Da un punto di vista industriale in Italia sono presenti distretti industriali di fama internazionale potenzialmente ed in alcuni casi anche fattivamente impegnati in questo settore in quanto utilizzatori di elevate quantità di lubrificanti in alcune fasi produttive. Ci riferiamo al distretto conciario di S.Croce (che si stima consumi circa 500-750 t/anno di oli minerali), al distretto tessile di Prato (che si stima ne consumi circa 1.000), al cartario di Lucca (che si stima consumi circa 3000 t/anno di lubrificanti per la maggior parte minerali ) ed al Lapideo delle Alpi Apuane. Alcuni industriali appartenenti a questi distretti si sono dimostrati particolarmente interessati all’utilizzo dei biolubrificanti e, anche grazie ai progetti PRAI-Biovit e Dulvit, hanno recentemente avviato le prime sperimentazioni a livello industriale con risultati di buon interesse applicativo.

In seguito anche a queste sperimentazioni, nel settore tessile è già oggi  disponibile un formulato a base vegetale caratterizzato da che ha buone prospettive di mercato anche in seguito al divieto della Direttiva Comunitaria 2003/53/CE di usare nonilfenoli e nonilfenoli etossilati dal 17 gennaio 2005. Una più larga applicazione nel distretto sta trovando difficoltà legate principalmente ad un prezzo unitario maggiore che solo in parte è bilanciato da un minore utilizzo del prodotto.

Anche nel settore conciario è stato presentato un formulato a base vegetale, utilizzato tra l’altro nella produzione, brevettata, di una pelle anallergica e caratterizzato dall’assenza di alchilbenzeni tipici dei lubrificanti minerali e di aldeidi, fenoli ed altri composti ad elevata tossicità. Purtroppo, anche in questo caso, i formulati a base vegetale non hanno acquisito una significativa quota di mercato nel distretto Pisano.
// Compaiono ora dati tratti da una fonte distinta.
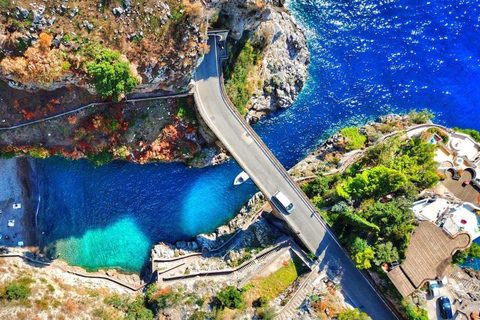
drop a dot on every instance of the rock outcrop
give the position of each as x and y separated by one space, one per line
284 68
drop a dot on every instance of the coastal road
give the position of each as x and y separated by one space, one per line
270 176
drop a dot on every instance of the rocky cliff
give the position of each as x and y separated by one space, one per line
46 45
283 69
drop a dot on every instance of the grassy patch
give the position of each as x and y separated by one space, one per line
185 111
271 286
355 140
242 70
Nel settore cartario, comparto di importanza strategica nella intera provincia di Lucca, la situazione è leggermente migliore, in quanto già negli anni ‘80 Raul Gardini propose di utilizzare le oleine di soia per la disincrostazione della carta da giornale, mentre successivamente è stata prodotta una carta “biocide-free” utilizzando l’acido acetico e i terpeni d’arancio. Risultano inoltre presenti già oggi formulati oleanti ad elevata rinnovabilità o a base vegetale e altre sperimentazioni a livello industriale hanno infatti confermato la possibilità di utilizzo di questi formulati ad elevata qualità nella produzione tissue. Una recente normativa tedesca ha introdotto standard molto restrittivi sui residui di oli (minerali) ammessi nel tissue, a conferma dell’interesse anche internazionale verso questo aspetto del ciclo produttivo anche in un’ottica di una sempre maggiore tutela del consumatore finale.

Esperienze analoghe si registrano anche in altri settori produttivi con alcune esperienze sulla possibilità di utilizzare biolubrificanti nelle perforazioni per la produzione di energia geotermica a Larderello, e potenzialmente mostra ottime prospettive la sostituzione degli oli minerali nel settore lapideo in considerazione della totale dispersione nell’ambiente del prodotto dopo l’uso e delle ricadute sulla qualità dell’ambiente e degli operatori del settore.

In tutti questi distretti, tranne quello cartario, i formulati lubrificanti sono utilizzati a dispersione nell’ambiente e lo sviluppo dell’uso di prodotti a base vegetale, in considerazione dell’elevata biodegradabilità e della loro ipotossicità, potrebbe contribuire alla riduzione dell’impatto ambientale con benefici igienico-sanitario per gli operatori del settore e della cittadinanza e conseguentemente delle istituzioni in termini di minori spese sanitarie e di depurazione delle acque. Ecco perché la pubblica amministrazione potrebbe ritenere utile attivare interventi atti a compensare il differenziale di prezzo che eventualmente potrebbe determinarsi prima del raggiungimento di un’economia di scala, al fine di incentivare un più diffuso utilizzo dei biolubrificanti, giustificando tale intervento proprio con le ricadute sulla qualità dell’ambiente dell’intero distretto.

In questa ottica, l’uso di biolubrificanti in alternativa ai formulati convenzionali deve essere inserito in programmi di sostituzione di prodotti pericolosi per la salute e per l’ambiente, attraverso la creazione di appositi marchi o certificazioni volti a valorizzare i processi produttivi interamente ecocompatibili, anche e soprattutto nell’ottica di una differenziazione dei prodotti sulla concorrenza globale. E’ questa infatti una possibilità che potrebbe consentire l’affermarsi di un nuovo mercato in cui il consumatore è disposto a pagare un prezzo maggiore per un manufatto prodotto con maggiore rispetto dell’ambiente e privo di residui di prodotti minerali o di sintesi.